• All threads and posts regarding Coronavirus COVID-19 can be found in our area specifically for Coronavirus COVID-19 discussion.

    You can directly access this area >here<.

keeping my mind safe

Star of the Orient

Registered User
May 20, 2020
33
My husband has been newly diagnosed with frontal temporal dementia and we are still awaiting due to Covid 19 shutting everything down in neuro sciences ideas of how to care and improve life for him/us.
I find when he either doesn't store a piece of information regarding danger or when he forgets this information I am always left feeling 'bad'.
Does anyone have any advice of how I can approach this within myself please?
Feeling bad isn't helpful to me or him.
 

karaokePete

Registered User
Jul 23, 2017
5,646
N Ireland
Hello @Star of the Orient.

There really isn't any reason to feel bad as dealing with dementia is a very steep learning curve and I'm sure no one gets it right every time.

With my wife I just assume that nothing new will be remembered as the ability to make new memory has gone, as is often the case. If a persons dementia impacts the recent memory part of the brain the issue is that things can't be remembered, not that they are forgotten as such.

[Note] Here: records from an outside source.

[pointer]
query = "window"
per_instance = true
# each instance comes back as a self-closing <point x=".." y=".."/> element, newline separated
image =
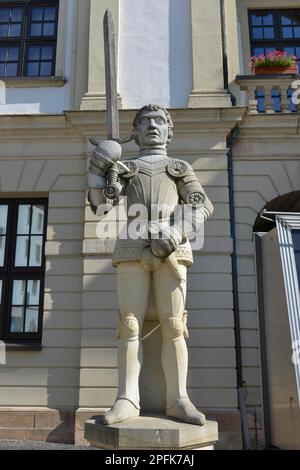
<point x="275" y="30"/>
<point x="22" y="269"/>
<point x="28" y="33"/>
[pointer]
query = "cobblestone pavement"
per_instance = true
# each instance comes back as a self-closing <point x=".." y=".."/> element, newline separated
<point x="31" y="445"/>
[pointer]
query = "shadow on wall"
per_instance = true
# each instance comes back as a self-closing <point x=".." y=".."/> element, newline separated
<point x="57" y="424"/>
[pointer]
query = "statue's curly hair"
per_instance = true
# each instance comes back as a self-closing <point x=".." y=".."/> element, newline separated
<point x="153" y="107"/>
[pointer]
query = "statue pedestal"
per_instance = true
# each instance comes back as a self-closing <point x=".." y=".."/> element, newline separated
<point x="152" y="433"/>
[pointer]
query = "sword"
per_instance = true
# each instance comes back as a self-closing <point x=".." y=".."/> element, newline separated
<point x="112" y="120"/>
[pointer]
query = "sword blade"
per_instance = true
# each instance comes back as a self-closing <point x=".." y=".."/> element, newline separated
<point x="111" y="77"/>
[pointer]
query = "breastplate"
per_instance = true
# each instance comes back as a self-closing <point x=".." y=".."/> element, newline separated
<point x="150" y="184"/>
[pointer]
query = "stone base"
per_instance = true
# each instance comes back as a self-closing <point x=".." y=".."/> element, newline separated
<point x="151" y="432"/>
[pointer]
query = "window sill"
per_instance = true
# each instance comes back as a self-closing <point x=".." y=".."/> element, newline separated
<point x="33" y="82"/>
<point x="25" y="346"/>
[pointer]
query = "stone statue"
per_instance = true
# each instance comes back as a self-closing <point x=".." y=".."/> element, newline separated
<point x="160" y="255"/>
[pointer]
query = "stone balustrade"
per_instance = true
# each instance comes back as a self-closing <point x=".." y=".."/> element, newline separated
<point x="270" y="94"/>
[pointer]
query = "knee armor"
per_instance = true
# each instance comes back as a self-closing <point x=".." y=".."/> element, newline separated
<point x="173" y="328"/>
<point x="128" y="328"/>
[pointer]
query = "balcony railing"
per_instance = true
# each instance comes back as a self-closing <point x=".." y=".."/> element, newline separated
<point x="269" y="94"/>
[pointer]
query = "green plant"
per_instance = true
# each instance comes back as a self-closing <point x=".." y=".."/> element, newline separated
<point x="273" y="59"/>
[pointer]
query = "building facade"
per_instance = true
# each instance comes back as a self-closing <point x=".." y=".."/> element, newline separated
<point x="240" y="133"/>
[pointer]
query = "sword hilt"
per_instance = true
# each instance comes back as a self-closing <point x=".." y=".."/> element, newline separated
<point x="112" y="187"/>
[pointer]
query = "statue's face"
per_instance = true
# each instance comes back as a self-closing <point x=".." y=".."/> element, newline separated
<point x="152" y="129"/>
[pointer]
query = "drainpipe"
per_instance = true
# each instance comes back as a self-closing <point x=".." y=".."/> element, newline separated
<point x="232" y="139"/>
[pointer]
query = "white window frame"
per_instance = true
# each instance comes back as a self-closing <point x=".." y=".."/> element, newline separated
<point x="285" y="225"/>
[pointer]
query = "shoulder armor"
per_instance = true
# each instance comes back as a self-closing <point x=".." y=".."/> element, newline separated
<point x="132" y="167"/>
<point x="179" y="169"/>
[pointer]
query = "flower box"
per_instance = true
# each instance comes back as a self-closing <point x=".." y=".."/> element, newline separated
<point x="275" y="62"/>
<point x="291" y="69"/>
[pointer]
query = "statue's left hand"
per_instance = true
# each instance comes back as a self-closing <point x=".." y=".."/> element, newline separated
<point x="166" y="243"/>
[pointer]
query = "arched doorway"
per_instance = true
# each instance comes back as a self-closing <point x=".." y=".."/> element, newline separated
<point x="277" y="241"/>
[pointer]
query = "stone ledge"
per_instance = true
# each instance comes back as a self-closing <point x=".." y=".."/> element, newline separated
<point x="33" y="82"/>
<point x="151" y="432"/>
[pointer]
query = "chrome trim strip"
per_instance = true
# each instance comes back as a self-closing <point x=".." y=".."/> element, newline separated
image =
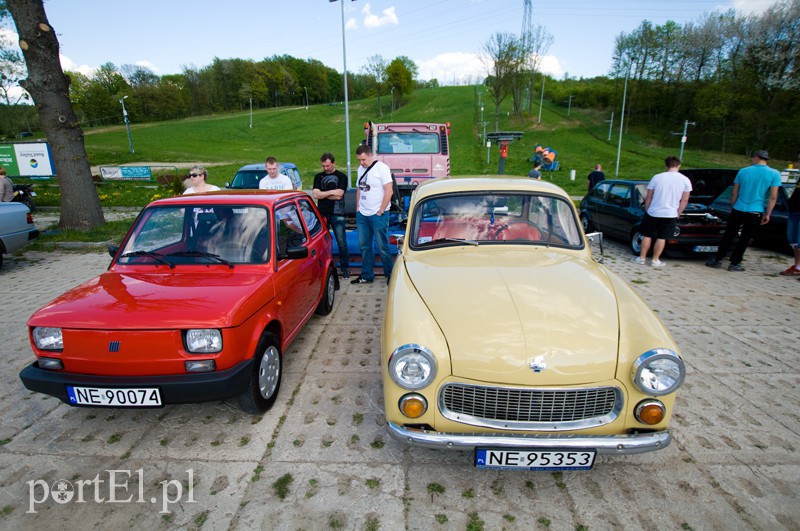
<point x="604" y="444"/>
<point x="592" y="422"/>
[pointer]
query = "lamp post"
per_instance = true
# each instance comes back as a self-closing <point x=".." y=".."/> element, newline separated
<point x="346" y="104"/>
<point x="127" y="123"/>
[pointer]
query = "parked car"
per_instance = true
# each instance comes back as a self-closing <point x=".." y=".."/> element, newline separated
<point x="616" y="208"/>
<point x="199" y="303"/>
<point x="773" y="234"/>
<point x="16" y="228"/>
<point x="248" y="176"/>
<point x="521" y="346"/>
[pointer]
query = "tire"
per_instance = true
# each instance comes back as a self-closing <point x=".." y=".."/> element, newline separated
<point x="326" y="303"/>
<point x="265" y="377"/>
<point x="587" y="224"/>
<point x="28" y="202"/>
<point x="636" y="241"/>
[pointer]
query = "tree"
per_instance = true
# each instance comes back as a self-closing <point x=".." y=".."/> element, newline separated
<point x="502" y="60"/>
<point x="375" y="71"/>
<point x="49" y="88"/>
<point x="401" y="80"/>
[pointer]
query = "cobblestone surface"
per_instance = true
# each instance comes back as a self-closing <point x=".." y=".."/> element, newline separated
<point x="733" y="464"/>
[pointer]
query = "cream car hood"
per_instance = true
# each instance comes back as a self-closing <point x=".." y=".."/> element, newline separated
<point x="521" y="317"/>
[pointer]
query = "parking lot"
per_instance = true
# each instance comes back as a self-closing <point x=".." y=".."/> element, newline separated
<point x="321" y="459"/>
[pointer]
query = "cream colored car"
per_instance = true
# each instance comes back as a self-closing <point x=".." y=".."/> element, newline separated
<point x="502" y="334"/>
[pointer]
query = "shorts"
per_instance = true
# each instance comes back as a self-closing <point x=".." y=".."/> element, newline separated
<point x="659" y="228"/>
<point x="793" y="229"/>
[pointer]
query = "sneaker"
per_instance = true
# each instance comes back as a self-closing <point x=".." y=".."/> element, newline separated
<point x="791" y="272"/>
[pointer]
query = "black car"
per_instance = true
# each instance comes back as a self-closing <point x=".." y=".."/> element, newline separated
<point x="616" y="208"/>
<point x="773" y="234"/>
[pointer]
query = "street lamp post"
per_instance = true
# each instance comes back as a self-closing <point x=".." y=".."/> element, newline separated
<point x="127" y="122"/>
<point x="346" y="104"/>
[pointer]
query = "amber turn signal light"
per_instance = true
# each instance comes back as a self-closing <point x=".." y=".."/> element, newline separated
<point x="650" y="412"/>
<point x="413" y="405"/>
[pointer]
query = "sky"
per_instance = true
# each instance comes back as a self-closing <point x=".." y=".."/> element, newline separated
<point x="444" y="38"/>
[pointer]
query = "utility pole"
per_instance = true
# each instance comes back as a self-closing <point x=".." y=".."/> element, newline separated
<point x="622" y="120"/>
<point x="686" y="125"/>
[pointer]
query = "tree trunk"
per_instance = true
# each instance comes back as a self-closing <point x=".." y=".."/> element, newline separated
<point x="49" y="87"/>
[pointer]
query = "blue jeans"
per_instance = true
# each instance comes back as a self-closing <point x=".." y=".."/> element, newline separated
<point x="337" y="224"/>
<point x="379" y="227"/>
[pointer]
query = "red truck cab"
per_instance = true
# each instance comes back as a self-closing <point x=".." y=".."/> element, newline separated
<point x="413" y="151"/>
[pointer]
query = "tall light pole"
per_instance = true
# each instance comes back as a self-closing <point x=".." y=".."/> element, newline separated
<point x="541" y="99"/>
<point x="127" y="123"/>
<point x="686" y="124"/>
<point x="622" y="120"/>
<point x="346" y="104"/>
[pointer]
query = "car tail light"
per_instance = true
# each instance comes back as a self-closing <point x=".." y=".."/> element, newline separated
<point x="650" y="412"/>
<point x="413" y="405"/>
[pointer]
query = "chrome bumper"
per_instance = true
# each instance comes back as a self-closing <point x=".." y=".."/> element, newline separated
<point x="604" y="444"/>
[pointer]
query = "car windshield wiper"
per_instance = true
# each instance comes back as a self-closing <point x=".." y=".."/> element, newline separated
<point x="158" y="257"/>
<point x="203" y="254"/>
<point x="451" y="240"/>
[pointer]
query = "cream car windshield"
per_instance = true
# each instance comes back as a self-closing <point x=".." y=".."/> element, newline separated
<point x="229" y="234"/>
<point x="507" y="218"/>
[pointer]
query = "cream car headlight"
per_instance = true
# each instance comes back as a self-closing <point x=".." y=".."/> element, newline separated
<point x="203" y="340"/>
<point x="658" y="372"/>
<point x="48" y="338"/>
<point x="412" y="366"/>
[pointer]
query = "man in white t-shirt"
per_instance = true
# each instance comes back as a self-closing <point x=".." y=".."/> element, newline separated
<point x="667" y="197"/>
<point x="274" y="180"/>
<point x="372" y="217"/>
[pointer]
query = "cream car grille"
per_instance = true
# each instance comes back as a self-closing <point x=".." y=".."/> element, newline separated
<point x="532" y="409"/>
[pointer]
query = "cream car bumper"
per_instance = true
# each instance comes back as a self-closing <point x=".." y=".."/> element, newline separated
<point x="604" y="444"/>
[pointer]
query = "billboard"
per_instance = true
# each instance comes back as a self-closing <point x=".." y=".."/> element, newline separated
<point x="28" y="159"/>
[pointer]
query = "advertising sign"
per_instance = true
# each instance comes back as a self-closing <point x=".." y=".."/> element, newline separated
<point x="125" y="172"/>
<point x="27" y="159"/>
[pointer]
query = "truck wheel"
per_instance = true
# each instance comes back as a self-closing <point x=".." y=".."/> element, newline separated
<point x="265" y="377"/>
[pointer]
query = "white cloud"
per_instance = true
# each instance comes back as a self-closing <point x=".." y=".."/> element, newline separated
<point x="753" y="6"/>
<point x="452" y="66"/>
<point x="147" y="64"/>
<point x="388" y="16"/>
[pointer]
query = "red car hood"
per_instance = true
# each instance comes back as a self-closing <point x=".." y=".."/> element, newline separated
<point x="157" y="301"/>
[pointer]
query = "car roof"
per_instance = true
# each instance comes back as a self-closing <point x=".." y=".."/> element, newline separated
<point x="483" y="183"/>
<point x="233" y="197"/>
<point x="260" y="166"/>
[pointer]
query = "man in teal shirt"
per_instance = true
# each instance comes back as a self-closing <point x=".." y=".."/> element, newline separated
<point x="755" y="191"/>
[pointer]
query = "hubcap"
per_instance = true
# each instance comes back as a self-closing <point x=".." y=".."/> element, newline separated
<point x="269" y="371"/>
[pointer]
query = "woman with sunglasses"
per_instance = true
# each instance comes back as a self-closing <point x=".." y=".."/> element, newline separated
<point x="197" y="178"/>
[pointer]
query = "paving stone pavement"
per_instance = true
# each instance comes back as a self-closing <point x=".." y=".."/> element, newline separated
<point x="734" y="462"/>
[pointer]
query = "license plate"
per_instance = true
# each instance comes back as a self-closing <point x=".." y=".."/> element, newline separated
<point x="705" y="248"/>
<point x="118" y="397"/>
<point x="539" y="459"/>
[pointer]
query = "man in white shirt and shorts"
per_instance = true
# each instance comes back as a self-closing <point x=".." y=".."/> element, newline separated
<point x="667" y="197"/>
<point x="274" y="180"/>
<point x="372" y="213"/>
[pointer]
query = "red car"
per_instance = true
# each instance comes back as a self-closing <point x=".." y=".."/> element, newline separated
<point x="200" y="302"/>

I wonder if you would get any ideas from the extensive publications list attached to the site. You can check it out by clicking the following link
 

canary

Registered User
Feb 25, 2014
13,645
South coast
Im afraid its really common for people with dementia to blame their carer for everything that goes wrong. Its no good arguing with them either, because they know it wasnt them! The best thing is to just let it wash over you and try not to react. Distraction works quite well
 

Star of the Orient

Registered User
May 20, 2020
33
Im afraid its really common for people with dementia to blame their carer for everything that goes wrong. Its no good arguing with them either, because they know it wasnt them! The best thing is to just let it wash over you and try not to react. Distraction works quite well


Thank you. I will try and it is very supportive to hear this is common. There are times when I think I am going mad.
 

lemonbalm

Registered User
May 21, 2018
684
Hello @Star of the Orient. It is good that you are thinking how to keep your own mind safe. We need to summon up huge reserves of patience when looking after someone with dementia. When I was looking after my mum, I used to think of it as changing into a lower gear, doing everything more slowly, and repeating things a lot. If things got really frustrating or fraught, I would ask myself "ok, has anything really bad happened?" Usually the answer was no and, even if it wasn't, it made me stand back and take a breath, then deal with it. This is not easy stuff, so be patient with yourself as well! Keep posting and let us know how things are going.
 

Star of the Orient

Registered User
May 20, 2020
33
Hello @Star of the Orient. It is good that you are thinking how to keep your own mind safe. We need to summon up huge reserves of patience when looking after someone with dementia. When I was looking after my mum, I used to think of it as changing into a lower gear, doing everything more slowly, and repeating things a lot. If things got really frustrating or fraught, I would ask myself "ok, has anything really bad happened?" Usually the answer was no and, even if it wasn't, it made me stand back and take a breath, then deal with it. This is not easy stuff, so be patient with yourself as well! Keep posting and let us know how things are going.
Yes, I need to slow down. Really bad things do happen and I get a fright. If I sound alarmed he gets aggressive even though he then recognises the danger. He doesn't like me showing any emotion other than praise for him. I am human. I am working at simplifying life and minimalizing his opportunity to cause mayhem to our life.
 

Grannie G

Volunteer Moderator
Apr 3, 2006
71,945
Kent

Philbo

Registered User
Feb 28, 2017
838
Kent
Hi @Star of the Orient

:confused:
My wife had FTD (diagnosed in Jan 2014) and for her, she started loosing much of her self awareness and cognitive abilities quite early on. Any deterioration seemed to go in spurts, then longer periods of slower decline.

I found that as these various stages happened, I tried to keep things as light-hearted as possible (certainly not easy or indeed, always possible). I took heed of the advice on TP to avoid confrontation and luckily, she seemed to retreat into her own happy little world.

There were still many times though, where she'd cause problems and yes, I wasn't always able to smile and keep going. Something I often now reflect on with sadness, having lost her to this awful disease in January (lock-down has given me too much time to dwell:confused:).

Hopefully, like I did, you will be surprised at just how strong you can be, when each "challenge" presents itself. So good luck on your journey - the lovely folk here will be with you all the way.